Neugebauer steht hinter Racketes Entscheidung, sich dem Verbot der italienischen Behörden aus Rücksicht auf das Wohl ihrer Passagiere zu widersetzen. «Ich kenne wenige Menschen, die so überlegt handeln. Sie weiss, was sie tut, und hat einen guten moralischen Kompass.» Rackete selbst machte in einem Interview klar, woran sie ihre Entscheidungen misst: «Wenn uns nicht die Gerichte freisprechen, dann die Geschichtsbücher.»
Rackete sorgte sich um die Sicherheit ihrer Passagiere
Rackete wurde in der Nähe von Kiel geboren und wuchs in Niedersachsen auf. Nach dem Abitur studierte sie Nautik. Als Kapitänin habe Rackete die Verantwortung für ihre Crew und ihre Passagiere, erklärt Neugebauer. Er koordiniert Einsätze von Sea-Watch, flog selbst mit einem Aufklärungsflugzeug über das Mittelmeer. Die Flüchtlinge seien häufig traumatisiert, manche hätten Folterlager erlebt. Auf See würden sie durchdrehen. «Viele haben angedroht, über Bord zu springen. Wir haben das schon erlebt – das ist eine extrem gefährliche Situation, oft können die Menschen nicht schwimmen.»
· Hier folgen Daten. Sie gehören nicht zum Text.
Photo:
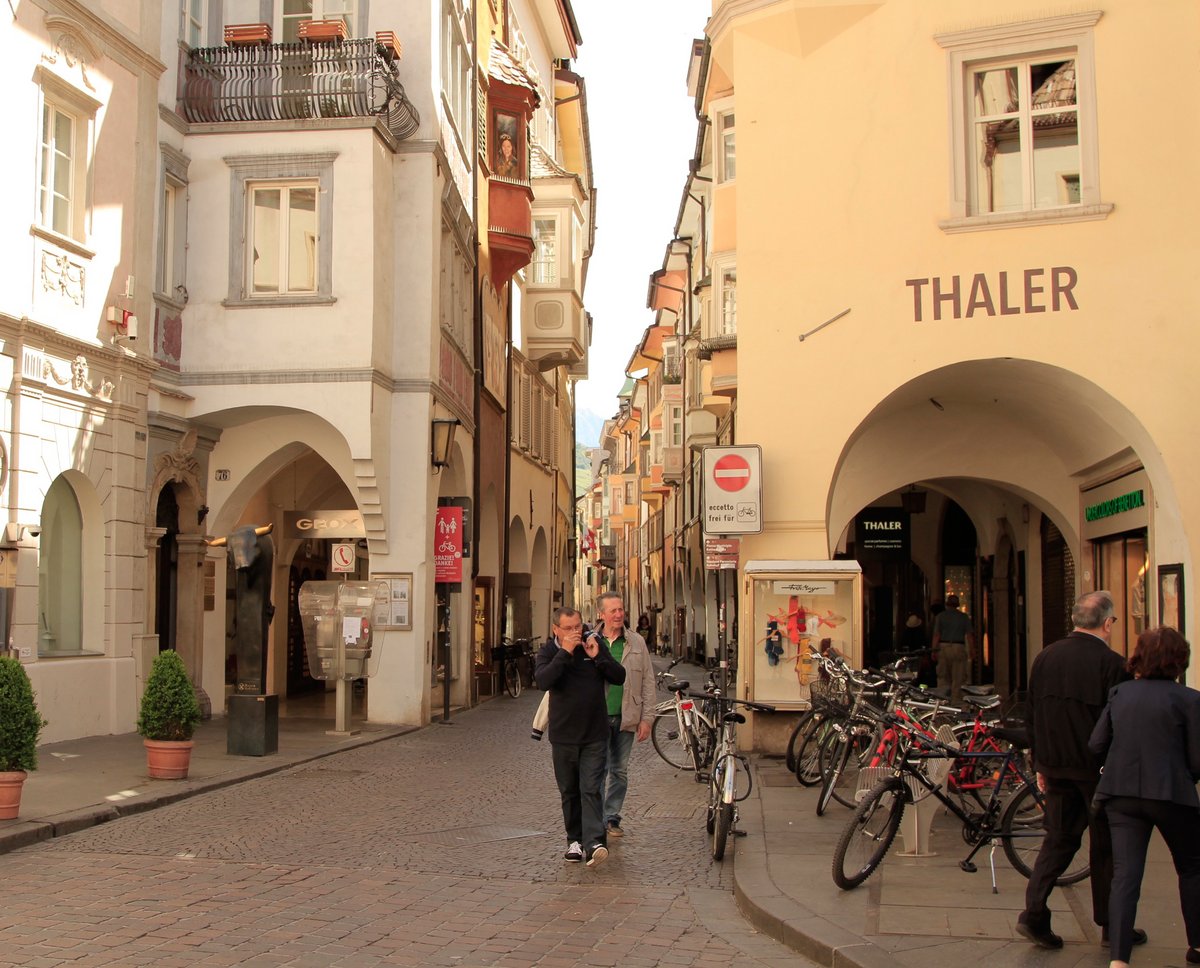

Racketes Sorge habe den Menschen an Bord gegolten. «Erst als sie an Land gingen, konnte sie wieder lachen», erzählt Neugebauer. Weil Rackete aktuell unter Hausarrest steht, hat er nur über einen Anwalt Kontakt mit seiner Kollegin. Es gehe ihr aber «den Umständen entsprechend» gut.
Das erzählte auch Racketes Vater Ekkehart Rackete (74) einer Lokalzeitung. Der pensionierte Ingenieur war beim Militär, Sorgen macht er sich um seine Tochter nicht. Da habe es schon ganz andere Situationen gegeben – etwa als die abenteuerlustige Rackete durch China getrampt sei und auf der Chinesischen Mauer gezeltet habe.